Reassessing the situation Sgt. White noticed that Sgt. Bock's radio was still operational, he "established communication with friendly elements and rendered a situation report", thus requesting "mortars, artillery, air strikes and helicopter gun runs to keep the enemy from massing on friendly positions", he recalls "I heard a hiss, just a second of a hiss and then a big, big explosion and that one brought me to my knees" and later expands "It scrambled my brains a little bit", the concussion was caused by "a friendly 120-mm mortar round that fell a little short of its target".

The fighting continue into nightfall lasting more than 4 hours, Sgt. White "began giving the interpreter commands to relay to the Afghan National Army soldiers to establish themselves as a security perimeter", the MedEvac was still hours away, Sgt. White knowing this, kept Spc. Schilling awake as "he consolidated sensitive items -- radios and weapons in a central location to ensure no equipment would be lost to the enemy". Eventually, after the whole ordeal Sgt. White marked the landing zone for MedEvac and assisted the flight medic in hoisting the wounded into the helicopter, only after all wounded were off the trail did White allow himself to be evacuated.
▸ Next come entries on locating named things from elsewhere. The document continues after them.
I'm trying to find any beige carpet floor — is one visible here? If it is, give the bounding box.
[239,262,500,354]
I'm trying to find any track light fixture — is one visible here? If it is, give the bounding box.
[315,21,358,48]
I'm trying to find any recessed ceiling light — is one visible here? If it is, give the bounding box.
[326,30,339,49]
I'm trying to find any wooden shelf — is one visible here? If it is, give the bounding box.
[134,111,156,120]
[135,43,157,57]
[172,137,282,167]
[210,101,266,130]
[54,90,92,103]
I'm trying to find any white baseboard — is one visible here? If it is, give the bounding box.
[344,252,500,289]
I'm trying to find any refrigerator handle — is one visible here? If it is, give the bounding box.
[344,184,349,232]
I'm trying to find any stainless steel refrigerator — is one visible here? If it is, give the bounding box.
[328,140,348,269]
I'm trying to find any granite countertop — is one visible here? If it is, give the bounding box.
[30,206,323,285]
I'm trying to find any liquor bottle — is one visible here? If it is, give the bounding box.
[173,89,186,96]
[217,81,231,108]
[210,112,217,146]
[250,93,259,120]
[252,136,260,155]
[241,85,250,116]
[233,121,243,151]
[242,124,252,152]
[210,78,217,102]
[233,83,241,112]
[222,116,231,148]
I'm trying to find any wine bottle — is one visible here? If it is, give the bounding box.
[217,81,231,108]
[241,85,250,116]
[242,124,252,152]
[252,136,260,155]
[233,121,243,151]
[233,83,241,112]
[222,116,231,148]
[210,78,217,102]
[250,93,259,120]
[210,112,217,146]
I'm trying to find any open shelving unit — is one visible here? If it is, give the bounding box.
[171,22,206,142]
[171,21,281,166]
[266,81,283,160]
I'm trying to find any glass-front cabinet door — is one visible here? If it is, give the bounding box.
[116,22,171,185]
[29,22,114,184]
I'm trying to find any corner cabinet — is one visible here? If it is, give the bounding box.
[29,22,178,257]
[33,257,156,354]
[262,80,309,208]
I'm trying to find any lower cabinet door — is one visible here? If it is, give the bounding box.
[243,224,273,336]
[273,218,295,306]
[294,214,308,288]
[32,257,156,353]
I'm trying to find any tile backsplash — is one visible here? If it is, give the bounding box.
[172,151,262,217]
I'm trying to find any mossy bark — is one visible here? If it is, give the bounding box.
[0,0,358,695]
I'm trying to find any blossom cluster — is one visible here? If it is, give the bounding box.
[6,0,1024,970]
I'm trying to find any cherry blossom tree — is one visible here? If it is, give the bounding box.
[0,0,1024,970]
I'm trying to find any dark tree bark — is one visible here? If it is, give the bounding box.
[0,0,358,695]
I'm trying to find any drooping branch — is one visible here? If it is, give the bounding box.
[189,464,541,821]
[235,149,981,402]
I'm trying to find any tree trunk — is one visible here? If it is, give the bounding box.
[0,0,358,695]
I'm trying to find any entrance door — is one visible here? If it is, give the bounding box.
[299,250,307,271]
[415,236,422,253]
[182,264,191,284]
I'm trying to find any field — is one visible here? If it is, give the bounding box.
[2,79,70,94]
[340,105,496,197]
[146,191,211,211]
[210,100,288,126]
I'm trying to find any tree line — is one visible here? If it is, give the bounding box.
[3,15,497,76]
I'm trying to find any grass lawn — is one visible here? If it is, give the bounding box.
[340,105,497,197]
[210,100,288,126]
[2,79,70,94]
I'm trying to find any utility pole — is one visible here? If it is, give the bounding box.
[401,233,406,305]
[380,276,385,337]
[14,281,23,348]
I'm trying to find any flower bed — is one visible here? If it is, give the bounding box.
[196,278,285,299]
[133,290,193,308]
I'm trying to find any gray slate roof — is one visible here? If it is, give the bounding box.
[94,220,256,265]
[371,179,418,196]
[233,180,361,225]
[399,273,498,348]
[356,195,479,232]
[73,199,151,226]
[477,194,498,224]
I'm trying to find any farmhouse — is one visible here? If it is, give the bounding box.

The American forces had reported the lose of five infantry, one marine and eight wounded, while the Afghan allies lost three killed and 11 wounded. The Taliban reportedly lost only one man.

== Aftermath ==
The Aranas ambush marks 2007 as the deadliest year for the US in Afghanistan since the invasion in 2001. American dead rose to more than 100 in 2007.

Sergeant Kyle was awarded Medal of Honor for his actions on the battlefield.